Ex machina

d’Alex Garland, 2015, ****

Vous connais­sez le test de Turing. Vous savez aus­si qu’il est très limi­té et qu’il ne s’a­git, en fait, pas d’un test d’in­tel­li­gence, mais d’un test d’i­mi­ta­tion d’in­tel­li­gence. Vous savez sur­tout qu’il est démon­tré depuis les années 1960 qu’on peut assez faci­le­ment trom­per bien des humains, et donc « réus­sir » au moins tem­po­rai­re­ment le test, avec un simple ensemble de règles com­plè­te­ment stu­pide. Et si le vrai test d’in­tel­li­gence arti­fi­cielle, c’é­tait de dire à un humain : « voi­là un ordi­na­teur », et de lais­ser celui-ci convaincre celui-là qu’il est quand même intelligent ?

Voilà, comme ça, tu sais que celle de gauche est une machine. À toi de me dire si elle pense. — pho­to Universal Pictures

C’est l’i­dée fon­da­trice de cet Ex machi­na, et dit comme ça je recon­nais que ça peut paraître un peu léger.

Mais Garland ne s’est pas conten­té de ça et a inté­gré d’autres ingré­dients à son plat, à com­men­cer par la per­son­na­li­té de Nathan, patron de réseau social, génial, flip­pant, cool, tyran­nique, géné­reux, misan­thrope, fils natu­rel de Zuckerberg et Jobs, vivant en ermite dans un bun­ker hi-tech entou­ré de ses créa­tures, de ses bou­teilles et de son appren­ti.… Ça pour­rait être trop, mais il par­vient (avec l’aide d’Oscar Isaac bien sûr) à don­ner une cohé­rence à ce per­son­nage pro­fon­dé­ment para­doxal, qui dépous­sière effi­ca­ce­ment le clas­sique « savant fou ».
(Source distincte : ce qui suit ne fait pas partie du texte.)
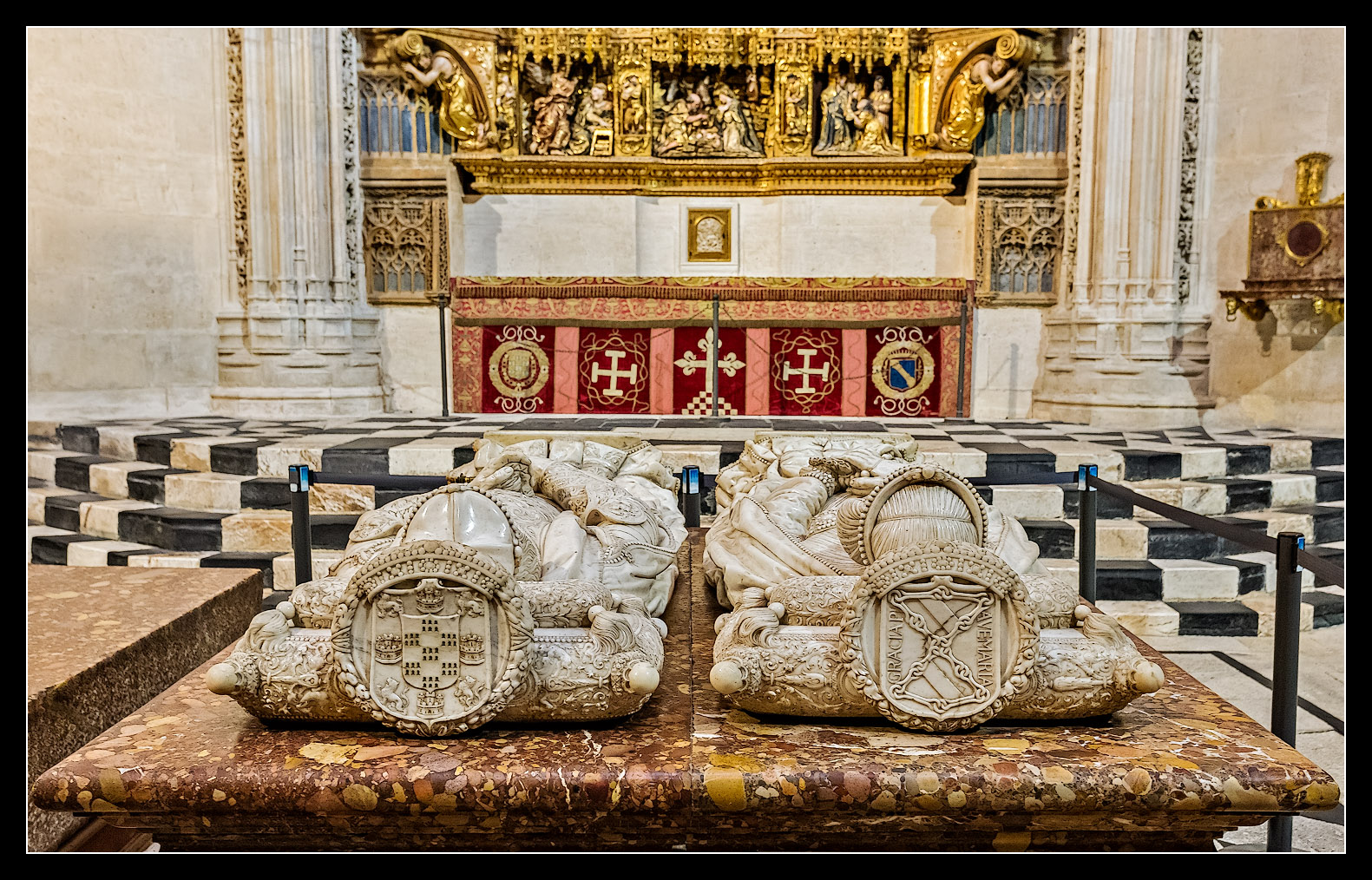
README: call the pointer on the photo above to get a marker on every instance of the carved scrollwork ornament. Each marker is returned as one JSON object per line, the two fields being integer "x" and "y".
{"x": 940, "y": 637}
{"x": 431, "y": 592}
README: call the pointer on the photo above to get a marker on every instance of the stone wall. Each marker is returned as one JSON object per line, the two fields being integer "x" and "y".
{"x": 1273, "y": 95}
{"x": 127, "y": 191}
{"x": 632, "y": 235}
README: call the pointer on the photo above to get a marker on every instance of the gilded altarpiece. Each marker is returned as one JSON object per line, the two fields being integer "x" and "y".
{"x": 694, "y": 110}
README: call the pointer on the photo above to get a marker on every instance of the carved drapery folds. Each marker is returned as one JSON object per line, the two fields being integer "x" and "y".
{"x": 405, "y": 233}
{"x": 297, "y": 338}
{"x": 239, "y": 165}
{"x": 703, "y": 95}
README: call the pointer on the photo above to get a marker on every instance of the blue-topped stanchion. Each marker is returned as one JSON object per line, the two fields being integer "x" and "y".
{"x": 691, "y": 496}
{"x": 299, "y": 483}
{"x": 1086, "y": 533}
{"x": 1286, "y": 665}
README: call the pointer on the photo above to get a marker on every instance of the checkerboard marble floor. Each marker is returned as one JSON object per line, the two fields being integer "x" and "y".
{"x": 210, "y": 490}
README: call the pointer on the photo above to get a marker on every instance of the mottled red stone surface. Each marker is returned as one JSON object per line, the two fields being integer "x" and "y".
{"x": 102, "y": 641}
{"x": 1172, "y": 771}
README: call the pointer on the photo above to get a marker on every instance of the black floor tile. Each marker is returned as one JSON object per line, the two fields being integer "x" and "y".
{"x": 75, "y": 471}
{"x": 1107, "y": 505}
{"x": 1169, "y": 540}
{"x": 330, "y": 531}
{"x": 1244, "y": 495}
{"x": 1257, "y": 528}
{"x": 1214, "y": 618}
{"x": 239, "y": 459}
{"x": 121, "y": 558}
{"x": 1253, "y": 575}
{"x": 80, "y": 438}
{"x": 1324, "y": 450}
{"x": 1329, "y": 607}
{"x": 1150, "y": 464}
{"x": 52, "y": 549}
{"x": 1055, "y": 538}
{"x": 157, "y": 448}
{"x": 1241, "y": 460}
{"x": 151, "y": 485}
{"x": 172, "y": 529}
{"x": 65, "y": 511}
{"x": 265, "y": 493}
{"x": 243, "y": 559}
{"x": 361, "y": 456}
{"x": 1128, "y": 580}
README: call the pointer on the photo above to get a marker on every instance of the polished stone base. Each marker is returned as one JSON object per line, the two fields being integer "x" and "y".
{"x": 1173, "y": 771}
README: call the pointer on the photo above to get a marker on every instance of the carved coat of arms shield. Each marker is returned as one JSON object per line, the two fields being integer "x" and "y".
{"x": 431, "y": 637}
{"x": 940, "y": 636}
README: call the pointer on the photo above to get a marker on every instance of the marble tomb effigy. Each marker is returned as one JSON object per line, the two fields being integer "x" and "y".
{"x": 876, "y": 346}
{"x": 866, "y": 580}
{"x": 531, "y": 592}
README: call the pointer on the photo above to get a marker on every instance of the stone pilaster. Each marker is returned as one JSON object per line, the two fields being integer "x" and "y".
{"x": 298, "y": 339}
{"x": 1121, "y": 346}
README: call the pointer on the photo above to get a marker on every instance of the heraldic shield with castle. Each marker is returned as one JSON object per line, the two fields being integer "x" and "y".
{"x": 863, "y": 580}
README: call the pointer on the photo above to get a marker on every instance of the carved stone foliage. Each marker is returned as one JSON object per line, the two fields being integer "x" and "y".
{"x": 1185, "y": 254}
{"x": 949, "y": 622}
{"x": 692, "y": 96}
{"x": 238, "y": 164}
{"x": 405, "y": 240}
{"x": 1020, "y": 233}
{"x": 1072, "y": 207}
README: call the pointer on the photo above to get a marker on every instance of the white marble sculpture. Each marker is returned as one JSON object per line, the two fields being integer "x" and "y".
{"x": 866, "y": 580}
{"x": 528, "y": 594}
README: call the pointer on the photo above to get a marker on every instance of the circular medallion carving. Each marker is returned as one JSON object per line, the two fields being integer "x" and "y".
{"x": 519, "y": 368}
{"x": 940, "y": 636}
{"x": 431, "y": 639}
{"x": 1303, "y": 240}
{"x": 902, "y": 370}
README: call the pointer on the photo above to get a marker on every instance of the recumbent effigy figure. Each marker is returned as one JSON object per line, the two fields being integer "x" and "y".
{"x": 867, "y": 580}
{"x": 528, "y": 594}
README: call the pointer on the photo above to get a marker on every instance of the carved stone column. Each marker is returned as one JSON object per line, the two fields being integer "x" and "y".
{"x": 299, "y": 339}
{"x": 1124, "y": 346}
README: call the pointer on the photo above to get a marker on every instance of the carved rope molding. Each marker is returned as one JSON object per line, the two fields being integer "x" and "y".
{"x": 1185, "y": 253}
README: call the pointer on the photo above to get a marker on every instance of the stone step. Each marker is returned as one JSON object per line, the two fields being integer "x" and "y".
{"x": 1164, "y": 538}
{"x": 403, "y": 445}
{"x": 170, "y": 529}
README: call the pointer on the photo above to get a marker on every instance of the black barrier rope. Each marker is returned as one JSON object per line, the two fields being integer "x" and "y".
{"x": 1237, "y": 535}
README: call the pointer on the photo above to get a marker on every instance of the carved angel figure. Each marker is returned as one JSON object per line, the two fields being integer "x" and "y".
{"x": 552, "y": 129}
{"x": 736, "y": 127}
{"x": 449, "y": 608}
{"x": 984, "y": 76}
{"x": 866, "y": 580}
{"x": 796, "y": 108}
{"x": 836, "y": 103}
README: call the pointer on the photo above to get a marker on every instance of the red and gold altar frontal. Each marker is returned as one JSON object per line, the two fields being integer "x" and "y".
{"x": 642, "y": 345}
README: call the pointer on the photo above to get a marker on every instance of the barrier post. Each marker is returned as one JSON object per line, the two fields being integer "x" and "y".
{"x": 691, "y": 495}
{"x": 1286, "y": 660}
{"x": 299, "y": 483}
{"x": 1086, "y": 533}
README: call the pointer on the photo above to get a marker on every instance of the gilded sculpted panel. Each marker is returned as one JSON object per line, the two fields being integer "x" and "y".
{"x": 697, "y": 96}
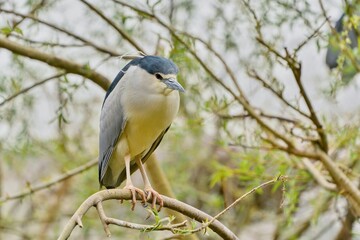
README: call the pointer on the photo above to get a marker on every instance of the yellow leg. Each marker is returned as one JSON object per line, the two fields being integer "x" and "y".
{"x": 129, "y": 185}
{"x": 151, "y": 193}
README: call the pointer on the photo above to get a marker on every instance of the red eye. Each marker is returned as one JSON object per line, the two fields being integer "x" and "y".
{"x": 158, "y": 76}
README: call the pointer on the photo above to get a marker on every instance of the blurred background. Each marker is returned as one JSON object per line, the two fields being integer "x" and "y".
{"x": 269, "y": 54}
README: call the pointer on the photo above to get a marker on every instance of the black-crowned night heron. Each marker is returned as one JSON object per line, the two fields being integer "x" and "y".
{"x": 138, "y": 109}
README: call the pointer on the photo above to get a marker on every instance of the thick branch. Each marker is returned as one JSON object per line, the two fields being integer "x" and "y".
{"x": 124, "y": 194}
{"x": 52, "y": 60}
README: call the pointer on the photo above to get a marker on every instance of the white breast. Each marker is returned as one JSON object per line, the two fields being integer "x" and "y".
{"x": 150, "y": 108}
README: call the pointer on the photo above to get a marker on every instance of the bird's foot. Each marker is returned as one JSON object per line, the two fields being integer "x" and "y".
{"x": 155, "y": 196}
{"x": 133, "y": 191}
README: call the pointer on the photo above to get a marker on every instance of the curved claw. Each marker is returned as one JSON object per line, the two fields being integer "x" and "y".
{"x": 133, "y": 191}
{"x": 156, "y": 197}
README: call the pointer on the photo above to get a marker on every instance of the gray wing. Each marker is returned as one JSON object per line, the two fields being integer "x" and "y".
{"x": 112, "y": 124}
{"x": 134, "y": 166}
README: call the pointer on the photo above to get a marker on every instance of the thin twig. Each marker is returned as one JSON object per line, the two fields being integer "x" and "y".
{"x": 246, "y": 115}
{"x": 62, "y": 30}
{"x": 42, "y": 186}
{"x": 55, "y": 61}
{"x": 31, "y": 87}
{"x": 207, "y": 224}
{"x": 316, "y": 174}
{"x": 113, "y": 24}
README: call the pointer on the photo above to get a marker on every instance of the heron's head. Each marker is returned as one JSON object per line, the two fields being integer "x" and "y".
{"x": 160, "y": 72}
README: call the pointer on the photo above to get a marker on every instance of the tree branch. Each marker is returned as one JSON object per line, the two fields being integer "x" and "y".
{"x": 52, "y": 60}
{"x": 62, "y": 30}
{"x": 124, "y": 194}
{"x": 31, "y": 87}
{"x": 46, "y": 185}
{"x": 112, "y": 23}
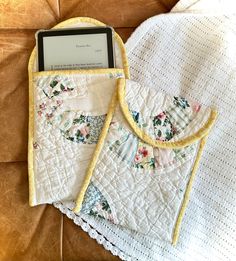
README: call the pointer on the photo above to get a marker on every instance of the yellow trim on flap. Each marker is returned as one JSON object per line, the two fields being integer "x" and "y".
{"x": 80, "y": 71}
{"x": 31, "y": 73}
{"x": 97, "y": 151}
{"x": 160, "y": 144}
{"x": 187, "y": 193}
{"x": 201, "y": 136}
{"x": 31, "y": 138}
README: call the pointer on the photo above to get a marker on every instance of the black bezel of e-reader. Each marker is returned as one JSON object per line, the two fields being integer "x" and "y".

« Patron cool », ça res­semble un peu à un oxy­more non ? — pho­to Universal Pictures

Le soin appor­té à la tech­nique, qu’il s’a­gisse des effets spé­ciaux par­ti­cu­liè­re­ment tra­vaillés ou de la simple pho­to­gra­phie, doit être salué : le scé­na­rio est certes étu­dié, mais il est sur­tout super­be­ment por­té par des com­po­si­tions au cor­deau et un rythme mil­li­mé­tré. Ce qua­si-huis-clos sait éga­le­ment s’of­frir quelques res­pi­ra­tions, soit en ména­geant des espaces inat­ten­dus au fil d’un dia­logue, soit en pro­fi­tant d’une esca­pade extérieure.
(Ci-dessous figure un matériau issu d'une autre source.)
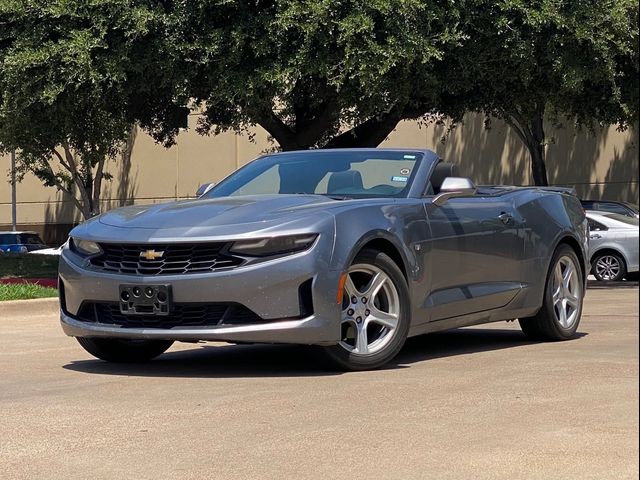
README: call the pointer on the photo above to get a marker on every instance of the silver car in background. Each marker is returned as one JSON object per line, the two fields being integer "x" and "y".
{"x": 613, "y": 246}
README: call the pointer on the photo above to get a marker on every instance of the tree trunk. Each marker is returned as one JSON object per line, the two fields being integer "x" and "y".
{"x": 530, "y": 130}
{"x": 538, "y": 167}
{"x": 370, "y": 133}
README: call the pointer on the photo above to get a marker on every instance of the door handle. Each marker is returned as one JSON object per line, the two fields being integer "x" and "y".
{"x": 505, "y": 217}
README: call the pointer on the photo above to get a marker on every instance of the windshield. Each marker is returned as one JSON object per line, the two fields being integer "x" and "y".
{"x": 352, "y": 174}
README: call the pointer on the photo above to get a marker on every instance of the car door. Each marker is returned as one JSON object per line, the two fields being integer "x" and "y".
{"x": 476, "y": 253}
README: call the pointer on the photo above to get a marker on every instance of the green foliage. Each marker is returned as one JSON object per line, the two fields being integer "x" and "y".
{"x": 526, "y": 61}
{"x": 25, "y": 291}
{"x": 74, "y": 78}
{"x": 306, "y": 70}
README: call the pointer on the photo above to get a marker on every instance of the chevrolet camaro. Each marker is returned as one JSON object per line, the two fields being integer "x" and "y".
{"x": 350, "y": 250}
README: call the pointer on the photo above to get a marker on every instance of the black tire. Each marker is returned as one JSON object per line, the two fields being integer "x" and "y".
{"x": 122, "y": 350}
{"x": 345, "y": 360}
{"x": 617, "y": 263}
{"x": 547, "y": 324}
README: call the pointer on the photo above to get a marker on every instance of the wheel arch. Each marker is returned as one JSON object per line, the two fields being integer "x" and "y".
{"x": 575, "y": 246}
{"x": 382, "y": 242}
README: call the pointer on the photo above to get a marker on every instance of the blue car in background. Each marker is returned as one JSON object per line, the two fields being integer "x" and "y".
{"x": 20, "y": 242}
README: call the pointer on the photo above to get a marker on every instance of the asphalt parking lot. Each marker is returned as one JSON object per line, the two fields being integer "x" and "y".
{"x": 472, "y": 403}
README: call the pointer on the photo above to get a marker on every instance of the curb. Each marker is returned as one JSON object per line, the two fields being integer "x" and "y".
{"x": 28, "y": 307}
{"x": 43, "y": 282}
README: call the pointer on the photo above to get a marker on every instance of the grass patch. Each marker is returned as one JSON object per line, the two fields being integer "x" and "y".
{"x": 25, "y": 291}
{"x": 28, "y": 265}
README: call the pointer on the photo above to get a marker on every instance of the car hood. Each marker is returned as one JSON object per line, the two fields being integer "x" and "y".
{"x": 213, "y": 219}
{"x": 216, "y": 212}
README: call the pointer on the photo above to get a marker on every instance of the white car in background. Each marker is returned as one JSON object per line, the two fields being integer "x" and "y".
{"x": 48, "y": 251}
{"x": 613, "y": 246}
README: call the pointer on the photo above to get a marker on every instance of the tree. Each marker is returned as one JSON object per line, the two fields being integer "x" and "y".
{"x": 527, "y": 61}
{"x": 312, "y": 73}
{"x": 75, "y": 78}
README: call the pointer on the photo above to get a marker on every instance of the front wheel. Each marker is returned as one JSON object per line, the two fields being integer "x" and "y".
{"x": 375, "y": 313}
{"x": 559, "y": 316}
{"x": 608, "y": 267}
{"x": 122, "y": 350}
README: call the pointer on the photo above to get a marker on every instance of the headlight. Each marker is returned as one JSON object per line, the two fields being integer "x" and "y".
{"x": 264, "y": 247}
{"x": 84, "y": 247}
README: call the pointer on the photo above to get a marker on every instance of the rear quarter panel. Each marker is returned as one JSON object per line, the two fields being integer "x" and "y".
{"x": 550, "y": 218}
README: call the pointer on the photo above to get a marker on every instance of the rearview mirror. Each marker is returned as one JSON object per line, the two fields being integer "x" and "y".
{"x": 204, "y": 189}
{"x": 454, "y": 187}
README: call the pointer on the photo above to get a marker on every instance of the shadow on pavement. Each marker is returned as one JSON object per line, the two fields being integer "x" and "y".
{"x": 229, "y": 361}
{"x": 597, "y": 285}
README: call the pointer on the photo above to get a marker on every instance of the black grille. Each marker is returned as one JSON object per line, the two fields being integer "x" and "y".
{"x": 182, "y": 315}
{"x": 175, "y": 259}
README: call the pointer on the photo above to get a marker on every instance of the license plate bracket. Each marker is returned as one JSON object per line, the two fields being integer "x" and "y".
{"x": 145, "y": 299}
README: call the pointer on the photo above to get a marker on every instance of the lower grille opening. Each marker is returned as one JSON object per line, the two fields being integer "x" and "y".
{"x": 182, "y": 315}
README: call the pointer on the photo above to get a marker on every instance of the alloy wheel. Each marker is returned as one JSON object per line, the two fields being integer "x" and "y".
{"x": 608, "y": 267}
{"x": 567, "y": 291}
{"x": 370, "y": 310}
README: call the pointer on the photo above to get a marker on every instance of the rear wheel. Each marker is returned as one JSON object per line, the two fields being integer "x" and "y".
{"x": 608, "y": 266}
{"x": 559, "y": 316}
{"x": 375, "y": 313}
{"x": 122, "y": 350}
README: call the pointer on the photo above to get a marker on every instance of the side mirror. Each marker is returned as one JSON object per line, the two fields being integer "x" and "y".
{"x": 204, "y": 189}
{"x": 454, "y": 187}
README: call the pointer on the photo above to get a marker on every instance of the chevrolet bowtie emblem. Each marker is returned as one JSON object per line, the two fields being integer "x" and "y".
{"x": 151, "y": 255}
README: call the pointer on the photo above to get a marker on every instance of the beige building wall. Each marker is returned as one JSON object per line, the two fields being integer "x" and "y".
{"x": 600, "y": 165}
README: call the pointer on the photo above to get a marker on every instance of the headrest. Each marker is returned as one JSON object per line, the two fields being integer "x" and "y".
{"x": 345, "y": 182}
{"x": 442, "y": 171}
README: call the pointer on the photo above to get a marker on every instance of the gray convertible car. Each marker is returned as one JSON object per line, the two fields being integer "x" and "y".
{"x": 351, "y": 250}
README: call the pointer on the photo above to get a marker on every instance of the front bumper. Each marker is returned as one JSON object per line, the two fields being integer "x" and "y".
{"x": 312, "y": 330}
{"x": 270, "y": 289}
Bien enten­du, il est aisé de n’y voir qu’une reprise arty du clas­sique mythe de Frankenstein, avec la beau­té d’une pho­to­gra­phie d’ar­chi­tec­ture sur papier gla­cé. Mais il faut pour cela s’ar­rê­ter au gros de la recette et pas­ser à côté des petits ingré­dients qui font le sel du plat.